In 1936, Baird traveled to Tucson, Arizona, to seek relief from asthma. His health improved, and he made his permanent residence in Tucson for the last 17 years of his life. Baird was active in philanthropic causes in Tucson and donated $207,422 in 1948 to establish a scholarship fund at the University of Arizona. At the time Baird's gift was "the largest single scholarship gift ever made to the University of Arizona." In May 1951, Baird received an honorary degree of doctor of engineering from the University of Arizona in recognition of his work as an engineer, builder, contractor, business executive and philanthropist.

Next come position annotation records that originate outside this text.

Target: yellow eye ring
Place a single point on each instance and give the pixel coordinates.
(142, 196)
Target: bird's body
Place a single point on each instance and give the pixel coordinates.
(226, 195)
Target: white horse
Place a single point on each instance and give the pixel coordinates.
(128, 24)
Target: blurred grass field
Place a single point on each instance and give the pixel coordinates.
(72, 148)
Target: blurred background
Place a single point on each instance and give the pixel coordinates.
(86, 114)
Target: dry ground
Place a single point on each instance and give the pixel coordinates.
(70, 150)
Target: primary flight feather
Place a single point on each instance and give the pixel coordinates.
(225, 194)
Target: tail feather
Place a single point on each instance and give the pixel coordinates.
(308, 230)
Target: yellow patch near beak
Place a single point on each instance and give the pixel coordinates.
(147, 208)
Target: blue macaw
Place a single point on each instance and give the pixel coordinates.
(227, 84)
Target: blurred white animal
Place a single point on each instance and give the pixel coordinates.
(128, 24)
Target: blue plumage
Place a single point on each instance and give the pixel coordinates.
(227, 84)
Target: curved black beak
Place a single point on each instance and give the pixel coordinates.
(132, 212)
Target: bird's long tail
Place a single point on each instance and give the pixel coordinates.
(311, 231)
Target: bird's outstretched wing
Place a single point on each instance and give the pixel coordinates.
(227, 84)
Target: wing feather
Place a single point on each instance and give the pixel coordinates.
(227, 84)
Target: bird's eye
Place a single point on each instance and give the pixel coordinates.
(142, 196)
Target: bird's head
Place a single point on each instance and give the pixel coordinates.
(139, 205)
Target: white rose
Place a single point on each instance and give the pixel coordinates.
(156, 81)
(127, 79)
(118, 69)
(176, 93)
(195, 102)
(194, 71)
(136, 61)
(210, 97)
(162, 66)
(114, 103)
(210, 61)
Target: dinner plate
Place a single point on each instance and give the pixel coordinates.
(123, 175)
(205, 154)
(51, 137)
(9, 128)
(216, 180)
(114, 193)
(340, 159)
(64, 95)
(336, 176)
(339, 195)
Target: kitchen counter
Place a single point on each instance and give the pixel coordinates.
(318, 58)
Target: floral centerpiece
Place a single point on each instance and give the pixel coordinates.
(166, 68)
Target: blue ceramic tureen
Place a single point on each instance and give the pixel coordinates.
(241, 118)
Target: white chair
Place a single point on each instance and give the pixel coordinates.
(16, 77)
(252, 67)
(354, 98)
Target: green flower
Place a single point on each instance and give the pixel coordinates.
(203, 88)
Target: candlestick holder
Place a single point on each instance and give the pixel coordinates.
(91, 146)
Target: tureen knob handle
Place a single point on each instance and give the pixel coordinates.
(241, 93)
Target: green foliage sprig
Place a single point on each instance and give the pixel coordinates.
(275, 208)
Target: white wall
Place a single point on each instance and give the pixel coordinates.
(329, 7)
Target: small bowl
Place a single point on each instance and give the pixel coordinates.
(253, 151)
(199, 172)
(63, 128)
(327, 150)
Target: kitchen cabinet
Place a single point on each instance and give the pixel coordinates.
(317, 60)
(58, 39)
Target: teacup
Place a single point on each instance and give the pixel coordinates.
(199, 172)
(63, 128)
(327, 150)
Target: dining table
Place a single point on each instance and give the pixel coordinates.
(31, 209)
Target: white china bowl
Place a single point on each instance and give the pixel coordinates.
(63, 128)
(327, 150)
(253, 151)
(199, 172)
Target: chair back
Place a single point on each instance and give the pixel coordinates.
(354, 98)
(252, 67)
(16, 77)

In January 1948, Baird welcome the University of Michigan Marching Band to Tucson as they returned from the 1948 Rose Bowl. He gave Michigan officials a tour of the University of Arizona campus and presented them with citrus from trees at the Baird residence at 4111 Calle El Centro in Tucson. Michigan's band conductor, William Revelli, told Baird the welcome received in Tucson was the most enthusiastic received and that the band members were pleased with the turnout.

In May 1953, Baird died two days short of his 80th birthday at St. Mary's Hospital in Tucson after a month's illness. Baird's widow died at Tucson in 1962. He was buried in the Baird family plot at Oakwood Cemetery in Chicago.

In recognition of his gifts to the University of Michigan, a species of snake, Tantilla bairdi, is named in his honor.